We know that people connect with people, much more meaningfully than to abstract entities, which is why so much effort goes into humanizing brands through values, purpose, personality and image. Not only that, but audiences often evaluate companies based on the people who work for it, thus expanding your marketing team well beyond your marketing department. How far? Let’s find out.
Not that far fetched an idea for a small start-up but it might seem completely whacked for large organisations, where you can’t even get a hold of a senior person, let alone get them to buy into such a time-consuming initiative. Unfortunately, users don’t really care how busy you might be and, at the very least, expect leadership teams to have polished, professional profiles.
Having active social media accounts, doesn’t mean your CEO now has to learn to write compelling social media messages, A/B test account growth strategies or start designing visuals. Your marketing department can do all that. It does, however, mean that they will have to be involved in developing the strategies, agreeing on the messages and what your goals are for his/ her accounts.
79 percent of Inc 500 CEOs had an active presence on at least one social media network in 2013, while this year, 84% of CEOs and VPs say they use social media to help make purchasing decisions. If the idea of being a brand ambassador isn’t appealing to your CEO, have him/ her consider this – it’s likely a big chunk of your competition is already engaging your prospects online, whether you think that social media can generate leads or not.
One thing companies online are fighting over as fiercely as they’re competing over customers is market share. In order to dig your heels deep enough to not only stay visible to your audience but showcase the value of a partnership with your brand, you’ll have to differentiate yourself from your competitors.
Your in-house experts can boost the overall profile of your company just by having a decent social media account and, by sharing technical and industry insights, they become active contributors in ensuring purchase decisions swing your way.
Everyone engaging clients
Whether we’re talking about sales teams or project managers, people who interact with existing or potential clients need to have a professional, believable and compelling online presence. Active social media profiles allow you to build a strong relationship with existing clients, keeping you and your company in their field of view beyond official company communication channels.

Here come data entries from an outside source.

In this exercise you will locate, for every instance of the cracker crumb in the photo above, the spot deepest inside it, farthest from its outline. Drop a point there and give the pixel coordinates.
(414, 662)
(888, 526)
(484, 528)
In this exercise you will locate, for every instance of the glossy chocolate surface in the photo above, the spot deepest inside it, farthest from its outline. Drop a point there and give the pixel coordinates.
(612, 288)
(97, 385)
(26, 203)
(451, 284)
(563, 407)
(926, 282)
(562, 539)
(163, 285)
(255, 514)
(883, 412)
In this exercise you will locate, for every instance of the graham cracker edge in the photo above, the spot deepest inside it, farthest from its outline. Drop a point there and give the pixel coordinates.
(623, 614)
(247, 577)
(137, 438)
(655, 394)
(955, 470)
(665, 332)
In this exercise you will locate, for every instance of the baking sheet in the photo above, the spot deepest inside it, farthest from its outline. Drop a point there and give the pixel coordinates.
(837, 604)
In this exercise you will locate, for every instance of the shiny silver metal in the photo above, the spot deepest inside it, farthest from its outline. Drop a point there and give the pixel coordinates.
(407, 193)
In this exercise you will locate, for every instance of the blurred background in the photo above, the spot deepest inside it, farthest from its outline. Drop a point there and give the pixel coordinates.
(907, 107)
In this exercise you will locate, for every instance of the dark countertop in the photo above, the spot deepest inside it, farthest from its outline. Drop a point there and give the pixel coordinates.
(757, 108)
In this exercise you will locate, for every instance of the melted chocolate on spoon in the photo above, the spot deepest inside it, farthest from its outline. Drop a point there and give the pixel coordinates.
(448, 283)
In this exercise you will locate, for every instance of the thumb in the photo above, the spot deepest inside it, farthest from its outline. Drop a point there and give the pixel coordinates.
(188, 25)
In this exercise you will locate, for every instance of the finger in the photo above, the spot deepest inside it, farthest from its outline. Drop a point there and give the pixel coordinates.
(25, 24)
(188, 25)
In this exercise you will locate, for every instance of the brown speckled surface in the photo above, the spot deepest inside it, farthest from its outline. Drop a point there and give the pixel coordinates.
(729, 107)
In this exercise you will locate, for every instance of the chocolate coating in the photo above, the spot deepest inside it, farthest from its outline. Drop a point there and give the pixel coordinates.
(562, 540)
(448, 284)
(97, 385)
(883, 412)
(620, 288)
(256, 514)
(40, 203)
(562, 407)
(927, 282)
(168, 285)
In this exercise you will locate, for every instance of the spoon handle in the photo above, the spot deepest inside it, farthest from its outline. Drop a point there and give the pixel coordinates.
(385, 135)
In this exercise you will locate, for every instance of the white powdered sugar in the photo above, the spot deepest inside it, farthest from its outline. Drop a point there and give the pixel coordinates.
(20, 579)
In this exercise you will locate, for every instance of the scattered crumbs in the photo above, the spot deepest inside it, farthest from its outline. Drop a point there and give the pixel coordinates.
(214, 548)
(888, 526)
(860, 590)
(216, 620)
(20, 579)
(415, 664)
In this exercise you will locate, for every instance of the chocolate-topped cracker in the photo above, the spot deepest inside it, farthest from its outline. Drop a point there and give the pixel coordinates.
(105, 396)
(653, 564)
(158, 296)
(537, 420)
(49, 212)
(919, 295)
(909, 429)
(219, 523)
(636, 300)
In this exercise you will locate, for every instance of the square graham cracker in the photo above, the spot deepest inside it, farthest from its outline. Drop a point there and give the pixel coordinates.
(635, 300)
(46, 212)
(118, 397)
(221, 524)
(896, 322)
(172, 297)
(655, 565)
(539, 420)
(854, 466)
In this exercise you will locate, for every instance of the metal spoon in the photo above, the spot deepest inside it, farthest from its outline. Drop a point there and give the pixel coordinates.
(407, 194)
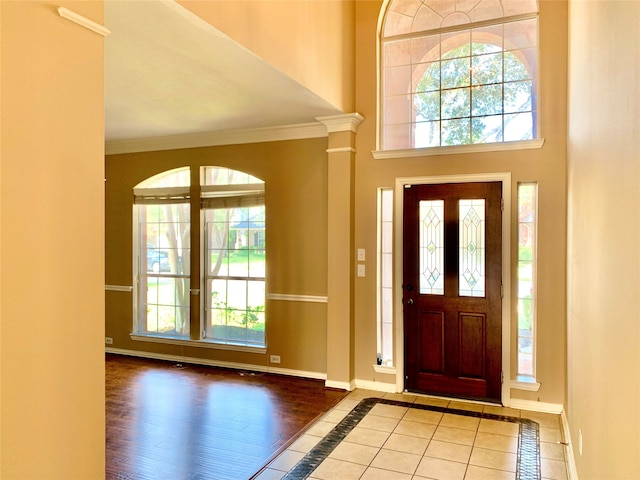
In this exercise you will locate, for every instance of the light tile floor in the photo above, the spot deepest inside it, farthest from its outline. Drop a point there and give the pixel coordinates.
(400, 443)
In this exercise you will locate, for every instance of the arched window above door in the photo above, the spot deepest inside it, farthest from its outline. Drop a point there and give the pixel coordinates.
(458, 72)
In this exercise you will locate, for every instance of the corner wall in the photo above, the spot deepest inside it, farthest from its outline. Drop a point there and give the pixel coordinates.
(51, 243)
(604, 234)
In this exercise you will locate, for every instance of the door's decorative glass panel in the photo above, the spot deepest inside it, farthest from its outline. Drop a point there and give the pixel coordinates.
(472, 248)
(432, 247)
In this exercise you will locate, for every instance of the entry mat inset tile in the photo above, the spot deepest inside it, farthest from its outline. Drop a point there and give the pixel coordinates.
(528, 456)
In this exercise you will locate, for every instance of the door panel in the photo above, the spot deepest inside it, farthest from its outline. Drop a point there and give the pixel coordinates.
(452, 289)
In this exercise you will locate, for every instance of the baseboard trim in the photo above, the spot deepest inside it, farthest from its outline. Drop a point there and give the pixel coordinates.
(572, 470)
(348, 386)
(218, 363)
(555, 408)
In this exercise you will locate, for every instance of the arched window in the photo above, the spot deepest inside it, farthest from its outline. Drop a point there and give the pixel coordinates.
(232, 226)
(458, 72)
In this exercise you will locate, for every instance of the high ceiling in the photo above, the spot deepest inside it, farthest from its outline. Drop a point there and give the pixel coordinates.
(167, 72)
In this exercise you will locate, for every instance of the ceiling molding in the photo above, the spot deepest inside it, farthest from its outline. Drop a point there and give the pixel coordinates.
(211, 139)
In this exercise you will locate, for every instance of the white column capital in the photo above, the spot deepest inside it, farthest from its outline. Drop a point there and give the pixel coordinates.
(342, 123)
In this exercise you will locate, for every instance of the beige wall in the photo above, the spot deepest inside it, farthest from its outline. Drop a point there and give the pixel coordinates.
(51, 243)
(604, 233)
(295, 173)
(311, 41)
(545, 166)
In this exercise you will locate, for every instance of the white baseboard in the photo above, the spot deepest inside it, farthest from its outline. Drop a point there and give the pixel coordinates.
(571, 459)
(377, 386)
(555, 408)
(218, 363)
(348, 386)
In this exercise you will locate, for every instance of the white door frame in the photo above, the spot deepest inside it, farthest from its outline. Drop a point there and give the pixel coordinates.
(505, 178)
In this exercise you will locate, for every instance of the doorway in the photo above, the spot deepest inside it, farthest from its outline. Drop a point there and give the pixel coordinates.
(452, 273)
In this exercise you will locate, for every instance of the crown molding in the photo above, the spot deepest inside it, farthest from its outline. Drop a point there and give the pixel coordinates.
(211, 139)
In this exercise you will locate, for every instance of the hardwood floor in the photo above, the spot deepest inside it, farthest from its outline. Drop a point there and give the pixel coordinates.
(170, 422)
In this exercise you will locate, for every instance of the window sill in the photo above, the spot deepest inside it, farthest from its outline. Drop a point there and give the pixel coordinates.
(525, 383)
(457, 149)
(197, 343)
(384, 369)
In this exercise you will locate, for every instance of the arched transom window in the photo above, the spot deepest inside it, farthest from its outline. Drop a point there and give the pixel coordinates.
(458, 72)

What’s more, since your potential customers are already online, social media participation is a great way to generate leads and understand your potential audience. Just like your customers, your competitors are roaming the same online social scene as you are, allowing you to easily throw in some competitor stalking into the mix.
Beyond lead generation, customer engagement and competitor research, lies a much bigger reason why your social media contribution is important. Liking, sharing, commenting, mentioning and engaging with your own brand in any way will boost its visibility and online reputation, effectively making you a part of your company’s extended marketing team.
The Bottom line
Aside from a creative team that includes copywriters, social media specialists and designers, your marketing efforts should leverage the expertise, visibility and reach of all the members of your staff. At the very least, a sound digital marketing strategy should account for the participation of senior members of the team, people who can, in part, replace paid actions with the reach of their own networks, experts whose posts will reinforce your capabilities and act as a catalyst for brand awareness, loyalty and engagement.